Although the FDA is largely not enforcing its position, there is one exception: It is cracking down in cases where CBD products make claims that they will treat, cure, prevent or mitigate a disease or condition. 

“Unlike drug products approved by the FDA, unapproved CBD drug products have not been subject to FDA review as part of the drug approval process, and there has been no FDA evaluation regarding whether they are safe and effective to treat a particular disease, what the proper dosage is, how they could interact with other drugs or foods, or whether they have dangerous side effects or other safety concerns,” the agency stated in its update. “The FDA’s top priority is to protect the public health, and that includes making sure consumers know about products that put their health and safety at greatest risk, such as those claiming to prevent, diagnose, treat, or cure serious diseases.”

In addition to its interest in protecting public health, the FDA is quick to crack down on unsubstantiated claims because it is protective of drug companies – such as GW Pharmaceuticals, maker of Epidiolex – that invest more than $1 billion from start to finish to develop and get a drug approved.

“If the FDA isn’t protecting that market, why would anyone invest a billion dollars to develop new drugs?” Ullman said. 
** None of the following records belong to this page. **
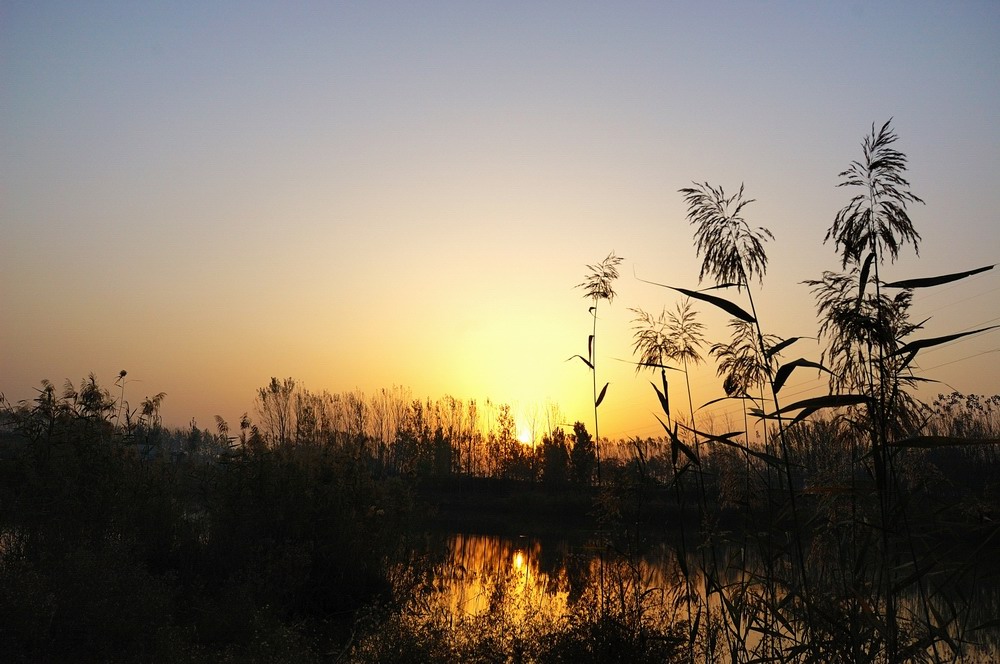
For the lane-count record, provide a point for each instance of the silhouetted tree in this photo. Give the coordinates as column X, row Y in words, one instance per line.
column 555, row 458
column 274, row 406
column 582, row 455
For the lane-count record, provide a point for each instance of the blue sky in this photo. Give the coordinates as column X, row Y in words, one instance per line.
column 368, row 194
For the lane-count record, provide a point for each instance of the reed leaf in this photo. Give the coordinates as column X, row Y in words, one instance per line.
column 785, row 370
column 725, row 305
column 828, row 401
column 920, row 344
column 601, row 396
column 927, row 282
column 664, row 399
column 777, row 348
column 943, row 441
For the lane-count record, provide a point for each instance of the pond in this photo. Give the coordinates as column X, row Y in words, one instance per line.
column 511, row 590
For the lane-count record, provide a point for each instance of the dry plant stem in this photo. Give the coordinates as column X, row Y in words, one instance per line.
column 593, row 375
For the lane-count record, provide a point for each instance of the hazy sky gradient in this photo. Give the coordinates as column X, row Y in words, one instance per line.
column 366, row 194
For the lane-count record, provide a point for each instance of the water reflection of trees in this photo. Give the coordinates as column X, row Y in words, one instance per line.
column 480, row 589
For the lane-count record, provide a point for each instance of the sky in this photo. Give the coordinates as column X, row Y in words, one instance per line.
column 363, row 195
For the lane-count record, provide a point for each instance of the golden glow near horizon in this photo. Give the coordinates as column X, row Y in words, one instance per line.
column 367, row 196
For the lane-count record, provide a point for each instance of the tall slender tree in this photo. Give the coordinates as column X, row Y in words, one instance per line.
column 598, row 285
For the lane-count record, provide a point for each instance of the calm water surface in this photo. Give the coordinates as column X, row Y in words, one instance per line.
column 527, row 578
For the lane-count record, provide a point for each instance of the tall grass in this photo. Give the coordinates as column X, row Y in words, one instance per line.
column 598, row 285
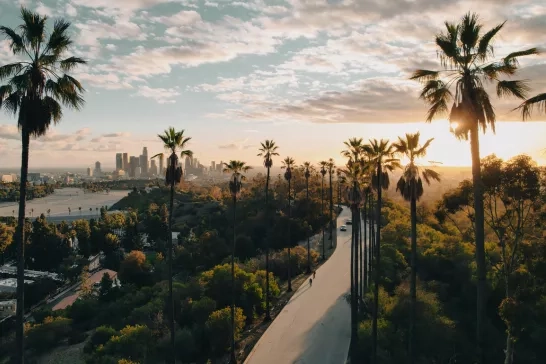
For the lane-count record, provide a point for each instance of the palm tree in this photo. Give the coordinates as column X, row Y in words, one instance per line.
column 353, row 151
column 331, row 166
column 268, row 150
column 353, row 195
column 236, row 168
column 323, row 165
column 381, row 154
column 467, row 65
column 36, row 88
column 528, row 105
column 174, row 142
column 410, row 186
column 288, row 164
column 307, row 174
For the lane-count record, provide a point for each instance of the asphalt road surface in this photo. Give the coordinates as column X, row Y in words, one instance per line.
column 314, row 327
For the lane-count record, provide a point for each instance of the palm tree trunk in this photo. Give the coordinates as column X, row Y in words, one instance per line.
column 331, row 214
column 354, row 289
column 308, row 233
column 360, row 256
column 377, row 265
column 480, row 241
column 170, row 245
column 289, row 240
column 413, row 279
column 322, row 214
column 20, row 310
column 366, row 268
column 233, row 359
column 267, row 211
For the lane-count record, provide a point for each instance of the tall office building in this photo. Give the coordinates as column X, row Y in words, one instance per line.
column 153, row 168
column 134, row 162
column 161, row 164
column 119, row 161
column 97, row 172
column 144, row 162
column 126, row 162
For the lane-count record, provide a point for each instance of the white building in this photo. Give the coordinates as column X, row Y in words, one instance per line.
column 7, row 308
column 10, row 284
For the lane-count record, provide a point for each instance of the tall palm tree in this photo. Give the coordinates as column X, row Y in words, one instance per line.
column 268, row 150
column 174, row 142
column 331, row 168
column 307, row 173
column 381, row 154
column 236, row 168
column 323, row 165
column 467, row 66
column 528, row 105
column 354, row 197
column 288, row 164
column 410, row 186
column 36, row 88
column 354, row 149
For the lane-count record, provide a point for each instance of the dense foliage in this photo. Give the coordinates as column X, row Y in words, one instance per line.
column 446, row 272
Beyond the inconsistency on the federal level, things get further muddled on the state and local level. In the wake of the Farm Bill, some states have not amended their controlled substance laws, so CBD is still considered a controlled substance. One such state is Nevada, even though it has legalized recreational marijuana. 

“The state authorities say they won’t take any enforcement action against CBD, but several counties in Nevada have stated that since the FDA advises food and supplements containing CBD are illegal, they will take enforcement action,” Ullman said. “So it depends on what county you’re in.”

While New York State shows no signs of taking enforcement action on CBD, “the New York City Department of Health has taken the position that they’re going to go into coffee shops, bodegas and health food stores that are selling things like CBD brownies or coffee with CBD and take them off the shelf and embargo them, whether these products make any claims or not,” Ullman said. The city began enforcing the CBD ban July 1.

So retailers in the five boroughs who stock CBD items run the risk of having them confiscated. “There’s also the concern that if they don’t know who they’re buying their brownies from, what’s the quality?” Ullman said. “What if there’s an adverse consumer event?

“It’s a tough time, and I lay a lot of this on the FDA,” Ullman continued. “We have this repeated absolute pronouncement that CBD is not a lawful ingredient in food or dietary supplements, and then the agency does virtually nothing about it.”